A passport opens doors to new countries, cultures and communities. And every year, the University of Georgia helps hundreds of its students get one.
Through its passport scholarship initiative, UGA’s Office of Global Engagement has awarded nearly $220,000 in support, funding 1,367 U.S. adult passports for UGA undergraduate students since early 2021. The initiative is a first step toward studying abroad, covering the cost of a passport and providing step-by-step instructions to gather the necessary paperwork.
The passport initiative, along with other OGE scholarships, made study abroad possible for junior psychology major and Spanish minor Kailani Restrepo.
“I’m a commuter, I work a job, and I wasn’t sure if I would be able to afford it,” she said.
Restrepo attended the Cádiz summer program, a six-week home stay program in Spain. The experiential learning opportunity accelerated her Spanish minor—she only has one more class to take—but one event in particular stood out. During her last week, she got a stomach bug.
“I swear it wasn’t a bug—it felt so much worse than that,” she said. “But because I was sick, I had to go to the doctor, and when I was at the hospital I realized I could barely understand the doctors. That’s what actually made me want to take UGA’s medical Spanish class this semester.”
She plans to continue along that course, taking a medical interpreter class as well, gaining skills that can help improve other patients’ experiences.

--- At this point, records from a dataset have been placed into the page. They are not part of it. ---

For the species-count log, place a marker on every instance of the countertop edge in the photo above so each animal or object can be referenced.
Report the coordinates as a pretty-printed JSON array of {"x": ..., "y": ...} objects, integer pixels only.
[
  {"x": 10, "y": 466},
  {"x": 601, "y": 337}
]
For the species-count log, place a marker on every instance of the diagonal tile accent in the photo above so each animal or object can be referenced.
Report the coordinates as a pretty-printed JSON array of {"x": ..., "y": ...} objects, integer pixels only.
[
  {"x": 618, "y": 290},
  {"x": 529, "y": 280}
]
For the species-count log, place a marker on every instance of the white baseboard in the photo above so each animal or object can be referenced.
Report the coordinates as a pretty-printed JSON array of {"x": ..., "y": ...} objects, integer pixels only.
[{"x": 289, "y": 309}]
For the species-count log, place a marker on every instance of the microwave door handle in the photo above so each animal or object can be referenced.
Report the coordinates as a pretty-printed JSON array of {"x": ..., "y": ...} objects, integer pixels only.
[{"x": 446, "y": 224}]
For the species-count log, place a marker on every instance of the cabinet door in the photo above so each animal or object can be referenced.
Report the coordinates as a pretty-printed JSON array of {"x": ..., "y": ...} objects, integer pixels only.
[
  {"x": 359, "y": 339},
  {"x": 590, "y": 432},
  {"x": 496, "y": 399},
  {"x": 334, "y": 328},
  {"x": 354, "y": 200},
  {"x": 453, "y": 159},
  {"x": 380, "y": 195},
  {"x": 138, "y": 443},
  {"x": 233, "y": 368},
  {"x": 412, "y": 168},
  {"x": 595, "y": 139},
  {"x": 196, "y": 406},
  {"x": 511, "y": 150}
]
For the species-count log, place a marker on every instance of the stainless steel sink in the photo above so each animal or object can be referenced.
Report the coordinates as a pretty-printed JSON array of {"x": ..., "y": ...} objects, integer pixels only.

“It inspired me to learn more in that direction,” she said, “because that was me. I was in the hospital, super nervous, and it made the experience so much better to have that language barrier crossed.”
Facilitating study abroad for all students
The Passport Scholarship Initiative’s process is simple. To apply, students must be a U.S. citizen, and they must be an undergraduate student in good academic standing.
And the initiative is just one piece of the puzzle. OGE helps students select the right program and apply for additional scholarships.
“Our goal is to make it possible for every single UGA student to have an opportunity abroad, if that is what they want,” said Associate Provost for Global Engagement Martin Kagel. “We offer programs that range from two weeks to one year and everything in between.”
Study abroad not only provides an exciting opportunity to complete coursework in a new environment, but it also fulfills the university’s experiential learning requirement. It encourages students to learn through a hands-on experience that enhances their education, whether through an internship, research or study abroad.
“So why are we doing this? To develop a phenomenal workforce that will drive the state forward and set us apart from other communities in the country,” said UGA Director of Global Education Yana Cornish. “We are investing in our students as a University of Georgia student and as U.S. citizens to open doors to these global opportunities.”
Each year, around 400 students receive passport scholarships through this initiative. In the 2022-2023 academic year, however, UGA was able to provide an additional 200 passport scholarships thanks to funding from the President’s Office.
“I want to give tremendous credit to President Jere Morehead. He is so supportive of our students and their experiential learning,” Cornish said. “We understand that all resources are quite limited, but this generous additional funding shows where the priorities are on campus.”
Staying on track while off campus
OGE is prepared to set students up for success abroad, making sure they stay ahead in coursework and get an education that meets the standard set on campus.
“Students, and sometimes parents, believe that study abroad is just a trip—it’s a chance to go on a little vacation,” Cornish said. “But of course, with study abroad at UGA, we do it the UGA way—it’s very rigorous, and our students see the long-term benefits and career-focused benefits of an international experience.”
For Bridgett Cox, a senior international affairs major and Chinese minor, an upcoming study abroad opportunity in Galway, Ireland, is the chance to deep-dive into her topic of focus.
“I’m most excited about the aspect of going out of the country because I’ve never been abroad before,” Cox said. “But I’m also interested in studying human rights. Focusing on human rights on a global scale in a program outside of the U.S. will be an opportunity to get a different perspective. So I’m really excited about that chance.”
The four-week program is sponsored by the School of Public and International Affairs and includes six hours of coursework. Resources from OGE helped Cox plan for and fund the trip.
“Everything’s laid out very clearly—all the information, what you need, the order you need to do things,” Cox said. “Doing this through the school has a lot of benefits. Not only is my tuition covered, but my scholarship will also cover my flight. Along with the passport initiative, little by little, it has taken away from the overall cost that can feel kind of intimidating.”
Cornish has simple advice for any student hoping to study abroad: Start the process early. That way, they can work with OGE to determine the best program to meet their timeframe, major and interests.
“Freshmen and transfer students should really go ahead and apply as soon as possible,” she said. “That way they don’t lose time and don’t lose opportunities.”